Now most of you that have spent some time in the kitchen or in a restaurant have probably heard of this herb. Rosemary is a wonderful herb that can be used for seasoning as well as repelling mosquitoes. Rosemary is native to the Mediterranean so it likes hot, dry weather and well-drained soil. That is not to say that it won’t do well in your garden. I live in the northeast and have successfully grown rosemary in my garden for years. I do suggest you plant it in a portable pot that can be moved indoors during the winter. Rosemary doesn’t really like the cold weather and can die off or experience mold rot. My great Grandmother used to make her own mosquito repellant out of rosemary oil and olive oil. She would add about 5 drops of rosemary oil to a small dropper bottle filled with olive oil. She would then place a few drops on her wrists, ankles, and neck and rub the oil into her skin. I never once heard her complain about getting bit by mosquitoes. And wouldn’t you rather put something natural on your skin rather than harmful bug spray?
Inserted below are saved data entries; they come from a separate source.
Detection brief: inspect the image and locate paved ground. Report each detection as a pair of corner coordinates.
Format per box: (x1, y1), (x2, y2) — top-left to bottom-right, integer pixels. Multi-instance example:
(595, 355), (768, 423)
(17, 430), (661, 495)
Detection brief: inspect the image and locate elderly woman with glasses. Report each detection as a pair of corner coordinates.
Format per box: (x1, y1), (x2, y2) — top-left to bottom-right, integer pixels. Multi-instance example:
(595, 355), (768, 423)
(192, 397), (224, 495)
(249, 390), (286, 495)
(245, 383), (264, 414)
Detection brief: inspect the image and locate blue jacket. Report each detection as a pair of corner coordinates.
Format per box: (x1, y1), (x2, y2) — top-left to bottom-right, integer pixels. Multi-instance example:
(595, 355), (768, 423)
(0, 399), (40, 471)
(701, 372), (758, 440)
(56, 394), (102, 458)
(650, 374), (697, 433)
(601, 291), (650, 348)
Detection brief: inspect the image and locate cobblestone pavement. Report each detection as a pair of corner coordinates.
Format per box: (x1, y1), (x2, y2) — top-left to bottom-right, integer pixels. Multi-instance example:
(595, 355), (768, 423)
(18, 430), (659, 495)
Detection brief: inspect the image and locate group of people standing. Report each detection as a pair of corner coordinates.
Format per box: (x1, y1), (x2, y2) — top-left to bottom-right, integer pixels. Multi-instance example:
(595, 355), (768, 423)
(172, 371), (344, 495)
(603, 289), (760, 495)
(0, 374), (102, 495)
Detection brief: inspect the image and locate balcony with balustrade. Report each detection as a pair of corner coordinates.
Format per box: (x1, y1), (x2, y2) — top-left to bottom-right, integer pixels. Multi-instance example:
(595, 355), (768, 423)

Citronella is most likely well known to everyone but not in terms of plants. I for one am more familiar with citronella candles, lamps, and oil for repelling bugs and mosquitoes. I recall many a barbecue when my mother would yell out, “Did someone light the citronella candle?” This was the one plant that I was not aware of before doing my research. Citronella is a perennial clumping grass, which can grow up, to 6 feet high. Citronella plants can grow pretty well during the summer and should be planted in full sun. You may need to trim it down several times to prevent it from growing too big. A good place for these would be next to fences or in the back of your garden so they don’t obstruct your smaller flowers. If you live in a northern climate you may want to grow them in a large pot. That way in the winter you can bring them indoors.
This last plant on my list is one of my favorites because of its colorful flowers. Ageratum also known as Floss flowers emits a smell which mosquitoes find offensive. They also secrete coumarin, which is widely used in commercial mosquito repellents. The plant is low lying and has some really nice colorful blooms in a variety of colors. It is easy to care for and will do well in full or partial sun. It also does not require a rich soil. They look great in a rock garden since they are low lying.
Finally in my research I did find other plants that repel mosquitoes. One was catnip. I did not include this plant in my recommendations since cats are attracted to catnip. I just envisioned my yard turning into one big cat hang out if I planted catnip. Another suggestion that I found was a plant called lemongrass. I didn’t include it since it may be more difficult to find than the others mentioned. I personally planted a bunch of marigolds in our garden and hung a pot with a mint plant side. We also have a rosemary plant in our garden.
I will let everyone know how well these plants do this summer when the mosquitoes are out in full force. I look forward to hearing any of your stories and suggestions as well.